5. For belimumab compared with standard care, the likely incremental cost-effectiveness ratio (ICER, the cost of the drug in relation to how well it works) without the patient access scheme was £61,200 per quality adjusted life year (QALY) gained. The patient access scheme that the manufacturer had agreed with the Department of Health reduced the ICER for belimumab compared to standard care. However, the ICER with the patient access scheme applied remained above the threshold range usually considered as an acceptable use of NHS resources. The details of the ICER calculated using the patient access scheme are commercial in confidence at the request of the manufacturer. ICERs in the region of £20,000 to £30,000 fall within the normally accepted threshold range.
6. There are currently around 15,000 people in England and Wales with SLE, with around 90% of cases occurring in women. Between 10-15% of systemic lupus erythematosus patients have high disease activity despite standard therapy.
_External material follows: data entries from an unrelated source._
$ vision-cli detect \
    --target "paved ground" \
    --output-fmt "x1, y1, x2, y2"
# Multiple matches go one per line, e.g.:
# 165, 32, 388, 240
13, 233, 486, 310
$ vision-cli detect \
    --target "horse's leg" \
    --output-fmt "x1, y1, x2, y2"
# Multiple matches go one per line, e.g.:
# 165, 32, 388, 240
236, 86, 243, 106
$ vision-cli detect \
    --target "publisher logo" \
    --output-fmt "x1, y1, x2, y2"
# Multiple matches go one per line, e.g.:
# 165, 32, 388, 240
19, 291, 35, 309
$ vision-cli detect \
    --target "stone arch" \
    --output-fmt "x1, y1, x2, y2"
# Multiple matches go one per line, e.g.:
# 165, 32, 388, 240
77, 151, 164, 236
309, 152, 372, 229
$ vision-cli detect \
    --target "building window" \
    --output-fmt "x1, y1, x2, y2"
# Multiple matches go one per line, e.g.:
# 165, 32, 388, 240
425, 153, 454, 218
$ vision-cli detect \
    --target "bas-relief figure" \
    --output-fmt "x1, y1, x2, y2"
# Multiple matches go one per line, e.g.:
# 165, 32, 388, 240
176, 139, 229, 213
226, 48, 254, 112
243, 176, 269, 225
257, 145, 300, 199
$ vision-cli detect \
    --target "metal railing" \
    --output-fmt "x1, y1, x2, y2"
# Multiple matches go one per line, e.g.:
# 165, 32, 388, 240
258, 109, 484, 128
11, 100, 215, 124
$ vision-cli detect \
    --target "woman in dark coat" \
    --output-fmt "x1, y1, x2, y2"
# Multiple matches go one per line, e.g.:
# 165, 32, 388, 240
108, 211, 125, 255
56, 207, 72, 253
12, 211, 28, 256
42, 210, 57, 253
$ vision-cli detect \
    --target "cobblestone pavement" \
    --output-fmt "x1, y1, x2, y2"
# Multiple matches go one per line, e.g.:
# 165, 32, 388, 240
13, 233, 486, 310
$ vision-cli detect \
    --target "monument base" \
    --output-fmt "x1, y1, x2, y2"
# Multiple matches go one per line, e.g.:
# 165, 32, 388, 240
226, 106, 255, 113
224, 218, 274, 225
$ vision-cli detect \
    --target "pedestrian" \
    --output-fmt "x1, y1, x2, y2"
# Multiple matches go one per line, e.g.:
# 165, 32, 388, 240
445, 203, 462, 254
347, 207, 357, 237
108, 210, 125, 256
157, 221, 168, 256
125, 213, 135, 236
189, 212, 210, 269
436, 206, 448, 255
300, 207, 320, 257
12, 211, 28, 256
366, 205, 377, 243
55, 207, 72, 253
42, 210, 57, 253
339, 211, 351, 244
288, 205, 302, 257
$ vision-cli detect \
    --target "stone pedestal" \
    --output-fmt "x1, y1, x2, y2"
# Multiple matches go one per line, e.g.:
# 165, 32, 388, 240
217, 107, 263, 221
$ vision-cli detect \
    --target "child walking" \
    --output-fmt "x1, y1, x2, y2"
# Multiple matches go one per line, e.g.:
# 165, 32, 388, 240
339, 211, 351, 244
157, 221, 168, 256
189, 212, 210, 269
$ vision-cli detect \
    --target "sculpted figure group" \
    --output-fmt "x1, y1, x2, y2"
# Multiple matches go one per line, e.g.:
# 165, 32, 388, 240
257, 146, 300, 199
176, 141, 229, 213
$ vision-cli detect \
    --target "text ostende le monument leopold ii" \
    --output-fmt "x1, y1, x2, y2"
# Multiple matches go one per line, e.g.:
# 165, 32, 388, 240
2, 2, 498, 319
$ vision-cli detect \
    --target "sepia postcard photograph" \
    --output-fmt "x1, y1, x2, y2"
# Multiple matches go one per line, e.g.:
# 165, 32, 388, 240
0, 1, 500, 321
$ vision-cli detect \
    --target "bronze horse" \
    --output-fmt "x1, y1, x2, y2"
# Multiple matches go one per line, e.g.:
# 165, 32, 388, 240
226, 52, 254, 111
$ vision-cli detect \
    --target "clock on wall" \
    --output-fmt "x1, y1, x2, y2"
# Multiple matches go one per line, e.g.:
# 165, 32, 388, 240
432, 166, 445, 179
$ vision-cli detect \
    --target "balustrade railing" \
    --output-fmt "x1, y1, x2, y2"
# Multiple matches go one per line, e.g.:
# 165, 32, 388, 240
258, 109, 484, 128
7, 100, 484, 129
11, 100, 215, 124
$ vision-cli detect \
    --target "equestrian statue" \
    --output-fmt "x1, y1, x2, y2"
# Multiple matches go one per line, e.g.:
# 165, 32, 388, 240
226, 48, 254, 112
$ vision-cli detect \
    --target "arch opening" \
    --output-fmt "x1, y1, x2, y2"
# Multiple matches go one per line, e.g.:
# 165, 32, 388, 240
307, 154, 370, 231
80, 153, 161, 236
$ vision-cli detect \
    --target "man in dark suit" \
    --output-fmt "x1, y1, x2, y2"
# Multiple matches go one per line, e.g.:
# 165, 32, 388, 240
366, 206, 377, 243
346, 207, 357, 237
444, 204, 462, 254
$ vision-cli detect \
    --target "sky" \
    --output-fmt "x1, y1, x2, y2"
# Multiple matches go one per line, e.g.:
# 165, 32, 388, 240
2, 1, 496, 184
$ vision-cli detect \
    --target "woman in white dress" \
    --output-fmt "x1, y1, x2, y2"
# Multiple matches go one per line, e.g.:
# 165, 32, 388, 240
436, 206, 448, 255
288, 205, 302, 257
7. The Scottish Medicines Consortium issued guidance on 9 April 2012 which said that belimumab is not recommended for use within NHS Scotland.
8. End-of-life considerations were not discussed.
9. The National Institute for Health and Care Excellence (NICE) is the independent organisation responsible for providing national guidance and standards on the promotion of good health and the prevention and treatment of ill health
10. NICE produces guidance in three areas of health:
- public health - guidance on the promotion of good health and the prevention of ill health for those working in the NHS, local authorities and the wider public and voluntary sector
- health technologies - guidance on the use of new and existing medicines, treatments, medical technologies (including devices and diagnostics) and procedures within the NHS
- clinical practice - guidance on the appropriate treatment and care of people with specific diseases and conditions within the NHS.
11. NICE produces standards for patient care:
- quality standards - these reflect the very best in high quality patient care, to help healthcare practitioners and commissioners of care deliver excellent services
- Quality and Outcomes Framework - NICE develops the clinical and health improvement indicators in the QOF, the Department of Health scheme which rewards GPs for how well they care for patients
12. NICE provides advice and support on putting NICE guidance and standards into practice through its implementation programme, and it collates and accredits high quality health guidance, research and information to help health professionals deliver the best patient care through NHS Evidence.